NEW YORK – Venezuela’s national guard chief has been accused in a soon-to-be-unsealed U.S. indictment of being on the payroll of drug traffickers, The New York Times reported Wednesday.
Néstor Reverol, a former interior minister and counter-drug chief under the late Hugo Chávez, is alleged to have tipped off drug traffickers to raids and “stopped or hindered” drug investigations, a person familiar with the federal case told the Times.
Federal charges against him and Edilberto Molina, another Venezuelan official in the anti-drug unit, will be unsealed soon in the federal district court in Brooklyn, the Times said.
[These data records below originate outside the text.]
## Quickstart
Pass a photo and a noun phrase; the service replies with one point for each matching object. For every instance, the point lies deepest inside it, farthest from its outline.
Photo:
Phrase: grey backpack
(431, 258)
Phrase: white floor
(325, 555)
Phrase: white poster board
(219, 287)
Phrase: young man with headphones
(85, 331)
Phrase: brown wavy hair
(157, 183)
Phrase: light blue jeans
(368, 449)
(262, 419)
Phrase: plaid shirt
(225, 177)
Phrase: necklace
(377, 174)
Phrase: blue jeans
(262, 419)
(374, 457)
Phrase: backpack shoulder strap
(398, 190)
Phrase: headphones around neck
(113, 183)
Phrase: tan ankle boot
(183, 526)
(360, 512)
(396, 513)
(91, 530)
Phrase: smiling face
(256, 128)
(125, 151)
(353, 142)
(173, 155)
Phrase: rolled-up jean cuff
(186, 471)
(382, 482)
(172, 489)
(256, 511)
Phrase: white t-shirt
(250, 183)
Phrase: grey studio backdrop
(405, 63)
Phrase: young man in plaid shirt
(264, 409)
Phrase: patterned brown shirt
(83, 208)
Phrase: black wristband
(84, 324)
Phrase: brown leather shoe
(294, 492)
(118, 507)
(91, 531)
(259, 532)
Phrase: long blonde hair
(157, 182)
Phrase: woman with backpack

Reverol, a longtime head of Venezuela’s national anti-drug office, was appointed to head the Venezuelan National Guard in October 2014 under Chávez’s embattled successor, Nicolás Maduro.
News of the latest indictments targeting top Venezuelan officials comes with Maduro’s socialist government reeling from a crushing defeat in legislative elections on Dec. 6.
Earlier this year U.S. authorities were reported to be investigating National Assembly President Diosdado Cabello for alleged involvement in drug shipments to the United States.
Two nephews of Venezuelan first lady Cilia Flores were arrested in Haiti in November and taken to New York where they were charged with conspiracy to import 800 kilograms of cocaine into the United States.
In September, federal prosecutors in Miami unsealed indictments against a former Venezuelan intelligence official, Pedro Luís Martín, and a former anti-narcotics investigator, Jesús Alfredo Itriago.
A former Venezuela intelligence chief, Hugo Carvajal, was arrested in Aruba in July at the request of U.S. authorities, but sent home rather than to the United States to face drug charges.